Food Friday Featuring: Light Mini Carrot Muffins
This morning, my plan was to make something semi-healthy that would hopefully carry us through the weekend, a snack that would be small enough for little hands. Baking is always a good option for making batches of treats which are tasty but aren’t always the healthiest snack option. So, with a little research I was able to come across this recipe, which seemed to meet (most of) my criteria.
I liked it because it called for yogurt, not much oil (I didn’t add any, but used applesauce instead) and I was able to add an extra ½ cup of carrots. By baking them in mini muffin tins they are the perfect “2 bite” snack size.

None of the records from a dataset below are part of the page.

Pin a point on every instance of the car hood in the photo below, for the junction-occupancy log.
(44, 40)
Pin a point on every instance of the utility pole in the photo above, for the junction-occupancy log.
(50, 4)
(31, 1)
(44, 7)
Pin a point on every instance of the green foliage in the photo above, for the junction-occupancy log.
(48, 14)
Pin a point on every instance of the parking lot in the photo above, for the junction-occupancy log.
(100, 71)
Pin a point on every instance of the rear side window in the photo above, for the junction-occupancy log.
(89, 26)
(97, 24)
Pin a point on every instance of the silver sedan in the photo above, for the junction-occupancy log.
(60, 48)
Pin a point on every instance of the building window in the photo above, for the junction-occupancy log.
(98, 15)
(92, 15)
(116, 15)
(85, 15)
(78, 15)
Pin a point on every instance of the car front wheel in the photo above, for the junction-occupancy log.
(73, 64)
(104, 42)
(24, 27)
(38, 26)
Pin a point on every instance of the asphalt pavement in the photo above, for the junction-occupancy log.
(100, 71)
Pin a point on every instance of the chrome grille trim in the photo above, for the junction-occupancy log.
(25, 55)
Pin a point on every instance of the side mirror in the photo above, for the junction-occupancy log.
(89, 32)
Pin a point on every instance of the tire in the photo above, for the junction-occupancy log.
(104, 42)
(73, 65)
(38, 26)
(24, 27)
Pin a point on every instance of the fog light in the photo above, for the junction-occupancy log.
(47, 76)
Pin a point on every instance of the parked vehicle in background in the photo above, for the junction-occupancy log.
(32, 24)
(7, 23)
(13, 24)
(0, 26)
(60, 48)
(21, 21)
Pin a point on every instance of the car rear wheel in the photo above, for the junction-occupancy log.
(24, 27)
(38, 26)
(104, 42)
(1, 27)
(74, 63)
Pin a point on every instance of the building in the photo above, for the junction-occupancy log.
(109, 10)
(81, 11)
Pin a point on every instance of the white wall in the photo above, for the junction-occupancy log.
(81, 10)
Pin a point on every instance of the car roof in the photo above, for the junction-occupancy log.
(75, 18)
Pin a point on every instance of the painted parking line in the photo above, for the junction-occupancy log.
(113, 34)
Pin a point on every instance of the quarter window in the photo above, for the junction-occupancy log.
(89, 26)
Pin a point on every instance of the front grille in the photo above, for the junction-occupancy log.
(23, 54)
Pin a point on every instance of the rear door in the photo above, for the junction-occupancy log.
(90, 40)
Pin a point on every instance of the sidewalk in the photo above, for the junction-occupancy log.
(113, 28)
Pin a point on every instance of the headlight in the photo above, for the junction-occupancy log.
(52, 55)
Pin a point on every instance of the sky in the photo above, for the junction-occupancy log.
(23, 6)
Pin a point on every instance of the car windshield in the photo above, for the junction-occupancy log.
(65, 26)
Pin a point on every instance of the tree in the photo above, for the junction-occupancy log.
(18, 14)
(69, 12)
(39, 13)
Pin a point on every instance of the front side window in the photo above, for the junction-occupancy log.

These sweet treats came out super fluffy with just the right amount of sweetness.
- 1 3/4 cups whole wheat flour
- 1/2 cup white sugar
- 2 tsp. baking powder
- 3/4 tsp. baking soda
- 1/2 tsp salt
- 3/4 cup plain yogurt
- 4 tbsp. canola, grapeseed or other mild oil (use same amount of applesauce if substituting)
- 1 tsp. vanilla extract
- 1 egg
- 3 carrots, shredded (about 2 to 2 1/2 cups)
- 1 1/2 tsp. cinnamon, ground
- 1/2 tsp. nutmeg, ground
- 1/2 tsp. ginger, fresh grated (or 1/4 tsp. if using dried)
- Pre heat oven to 375F and line or spray muffin tins.
- In a large bowl combine flour, sugar, baking powder, baking soda, salt and spices.
- In a separate bowl whisk together egg, yogurt, oil (or applesauce), and vanilla.
- Add wet mixture to dry mixture until combined.
- Fold carrots into batter.
- Spoon into muffin tins and bake for 18-20 min.